Reffering to the decision to install the missiles on Crete -following the necessary deliberations with Russia- Mr. Simitis said that it was part of the joint defence doctrine planning, which will boost Cyprus' defence and protection.
"Greece guaranteees the right of Greek Cypriots to live in security and will continue to defend that right by all means availble", Mr. Simitis stressed.
The Greek prime minister also pledged that Greece will promote Cyprus' EU accession as it has done up to now, believing that the island's admission into the union will safeguard unhindered and peaceful development and prosperity of the whole of Cyprus.
Greek political party reactions:
Main opposition New Democracy party spokesman Aris Spiliotopoulos yesterday said that the government was responsible for the developments on the S-300 missile issue.
He claimed that Greece "cashed in the results" of the wrong choices made by the government in exercising foreign policy.
He added "no one ever explained to the Greek people, how, why and with which aim and prospect the purchase and deployment of the S-300 on Cyprus was decided.
"Nor (do they explain) what, in reality, today's decision serves, for the possible transfer to Crete, which the Greek government will negotiate with the Russian and Cypriot governments," he said.
The Communist Party of Greece (KKE) in its press release said that the development of the issue proves that the partition of the island is kept secret, the process of the island republic's accession to the European Union "which is the leverage for the partition" is presented as salvation for the Cyrpus problem, it is not allowed by a small country to purchase defensive arms and the joint defence doctrine has gone "totally bankrupt."
US State Department: WASHINGTON (ANA- T. Ellis)
A State Department spokesman said yesterday that Cyprus' decision not to deploy the Russian-made S-300 defence missiles on the island republic was welcomed by the United States.
"We welcome and support President (Glafcos) Clerides' decision not to bring the S-300 missiles to Cyprus", said Mr.

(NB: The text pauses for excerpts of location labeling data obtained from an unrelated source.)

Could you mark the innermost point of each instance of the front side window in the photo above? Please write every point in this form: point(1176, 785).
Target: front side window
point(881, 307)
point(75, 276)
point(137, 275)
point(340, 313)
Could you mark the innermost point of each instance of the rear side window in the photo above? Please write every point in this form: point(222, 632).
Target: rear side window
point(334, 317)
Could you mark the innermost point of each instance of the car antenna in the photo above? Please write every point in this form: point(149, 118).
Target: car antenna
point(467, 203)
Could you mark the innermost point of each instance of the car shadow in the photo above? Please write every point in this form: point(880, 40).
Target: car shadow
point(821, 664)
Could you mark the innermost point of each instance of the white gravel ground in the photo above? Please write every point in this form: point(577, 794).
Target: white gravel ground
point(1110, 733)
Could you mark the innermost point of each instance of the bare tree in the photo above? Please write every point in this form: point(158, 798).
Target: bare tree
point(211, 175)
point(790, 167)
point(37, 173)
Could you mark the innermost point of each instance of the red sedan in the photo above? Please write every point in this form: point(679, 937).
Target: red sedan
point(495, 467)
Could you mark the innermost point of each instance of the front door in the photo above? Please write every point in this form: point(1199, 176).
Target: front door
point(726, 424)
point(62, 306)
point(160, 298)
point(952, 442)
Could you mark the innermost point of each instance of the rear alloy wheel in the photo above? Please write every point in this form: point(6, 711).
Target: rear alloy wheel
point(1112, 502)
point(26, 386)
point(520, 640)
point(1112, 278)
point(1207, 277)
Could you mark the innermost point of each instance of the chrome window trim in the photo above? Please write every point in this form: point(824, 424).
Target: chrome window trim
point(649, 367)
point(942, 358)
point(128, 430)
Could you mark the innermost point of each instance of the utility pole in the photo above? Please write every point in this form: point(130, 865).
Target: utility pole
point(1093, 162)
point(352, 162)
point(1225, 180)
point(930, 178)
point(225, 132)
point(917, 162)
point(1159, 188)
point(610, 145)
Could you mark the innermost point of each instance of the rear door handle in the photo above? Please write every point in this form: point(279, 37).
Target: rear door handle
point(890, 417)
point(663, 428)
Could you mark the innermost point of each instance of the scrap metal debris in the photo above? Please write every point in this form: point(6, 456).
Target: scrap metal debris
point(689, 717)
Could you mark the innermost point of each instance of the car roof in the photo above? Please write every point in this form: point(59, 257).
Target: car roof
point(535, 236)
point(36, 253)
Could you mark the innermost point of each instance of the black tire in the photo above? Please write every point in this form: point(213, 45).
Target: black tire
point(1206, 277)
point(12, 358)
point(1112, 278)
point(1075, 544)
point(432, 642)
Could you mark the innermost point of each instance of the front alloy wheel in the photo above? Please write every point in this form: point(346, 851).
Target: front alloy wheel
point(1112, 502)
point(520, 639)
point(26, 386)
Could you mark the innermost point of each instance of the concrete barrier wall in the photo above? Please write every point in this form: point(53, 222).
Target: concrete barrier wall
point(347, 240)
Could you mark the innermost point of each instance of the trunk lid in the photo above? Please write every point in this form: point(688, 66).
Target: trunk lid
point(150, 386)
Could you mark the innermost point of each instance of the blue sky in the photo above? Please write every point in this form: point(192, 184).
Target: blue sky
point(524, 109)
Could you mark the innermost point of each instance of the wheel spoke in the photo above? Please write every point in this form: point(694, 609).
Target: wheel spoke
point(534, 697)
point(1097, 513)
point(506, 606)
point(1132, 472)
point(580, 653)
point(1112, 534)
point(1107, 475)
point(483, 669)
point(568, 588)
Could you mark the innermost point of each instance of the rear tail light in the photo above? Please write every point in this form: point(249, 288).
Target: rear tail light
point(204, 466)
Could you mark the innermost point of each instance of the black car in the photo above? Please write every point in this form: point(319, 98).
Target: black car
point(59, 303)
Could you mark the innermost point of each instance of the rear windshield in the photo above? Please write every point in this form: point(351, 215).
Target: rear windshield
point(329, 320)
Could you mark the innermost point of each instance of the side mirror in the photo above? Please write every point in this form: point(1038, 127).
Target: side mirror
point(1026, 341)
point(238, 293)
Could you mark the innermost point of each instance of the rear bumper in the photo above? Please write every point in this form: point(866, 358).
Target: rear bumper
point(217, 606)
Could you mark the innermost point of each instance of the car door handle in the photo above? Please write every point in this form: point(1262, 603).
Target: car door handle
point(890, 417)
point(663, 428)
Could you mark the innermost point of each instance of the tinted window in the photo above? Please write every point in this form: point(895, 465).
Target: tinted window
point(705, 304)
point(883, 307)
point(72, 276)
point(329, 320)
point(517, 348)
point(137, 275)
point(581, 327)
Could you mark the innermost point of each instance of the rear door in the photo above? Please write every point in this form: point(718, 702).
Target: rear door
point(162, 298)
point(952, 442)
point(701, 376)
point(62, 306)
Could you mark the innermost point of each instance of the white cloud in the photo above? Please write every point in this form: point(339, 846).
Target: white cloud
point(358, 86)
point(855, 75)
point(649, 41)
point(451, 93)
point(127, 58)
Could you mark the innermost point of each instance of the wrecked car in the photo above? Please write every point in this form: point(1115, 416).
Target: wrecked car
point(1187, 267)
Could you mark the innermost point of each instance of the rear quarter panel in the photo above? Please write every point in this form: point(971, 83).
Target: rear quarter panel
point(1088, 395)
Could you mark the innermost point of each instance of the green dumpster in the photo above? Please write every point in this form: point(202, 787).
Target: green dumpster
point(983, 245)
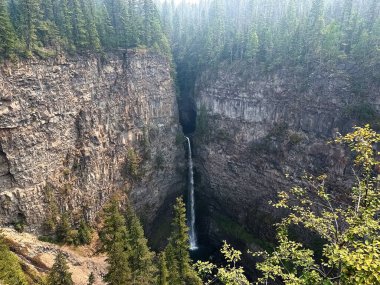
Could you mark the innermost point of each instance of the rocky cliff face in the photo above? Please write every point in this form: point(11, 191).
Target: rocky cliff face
point(254, 129)
point(75, 130)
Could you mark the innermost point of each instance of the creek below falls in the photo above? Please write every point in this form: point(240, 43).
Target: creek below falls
point(201, 246)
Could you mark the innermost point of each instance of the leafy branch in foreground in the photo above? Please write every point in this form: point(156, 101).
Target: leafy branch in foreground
point(351, 253)
point(230, 274)
point(350, 229)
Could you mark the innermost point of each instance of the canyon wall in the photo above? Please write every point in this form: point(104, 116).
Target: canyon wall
point(257, 132)
point(75, 130)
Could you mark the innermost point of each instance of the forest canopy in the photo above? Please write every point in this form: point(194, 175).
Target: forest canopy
point(49, 27)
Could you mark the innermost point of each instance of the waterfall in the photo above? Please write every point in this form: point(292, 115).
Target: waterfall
point(192, 234)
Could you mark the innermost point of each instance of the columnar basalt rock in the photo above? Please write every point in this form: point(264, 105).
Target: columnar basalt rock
point(261, 131)
point(67, 125)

Lee McClenny of the State Department, adding "we commend the government of Cyprus for taking this important step for easing tensions on the island".
"This action will give important new impetus to UN Secretary General Annan's 30 September initiative to reduce tensions and promote a just and lasting settlement of the Cyprus dispute" he said.
"The UN Security Council, in UNSC resolution 1218 adopted December 22, strongly endorsed the Secretary General's initiative and urged him to intensify his efforts." Mr. McClenny said, adding that "As President Clinton said in his December 22 statement, the U.S. wholeheartedly supports this resolution and will take all necessary steps to support a sustained effort to implement it".
"We urge both sides in the Cyprus dispute to work closely with the Secretary General to reduce tensions and to avoid any actions that might increase tensions on the island" Mr. McClenny concluded.
Russian foreign ministry: NICOSIA (ANA/CNA)
In an interview with Reuters ahead of President Clerides' announcement of the decision not to deploy the missiles, Russian Foreign Ministry spokesman Vladimir Rakhmanin expressed the hope Cyprus would respect its contract, pointing out that he saw no danger to regional security as a result from this purchase.
"Our position is that this is a purely commercial contract", he said and added, "We do not believe that this contract is the origin of tensions in Cyprus".
Mr. Rakhmanin said "Russia has moved forward some ideas on how to reduce tensions on the island" and stressed that "the main proposal is the demilitarization of Cyprus and I believe these ideas are still on the table".
The Cyprus government in January 1997 ordered the anti-aircraft missiles.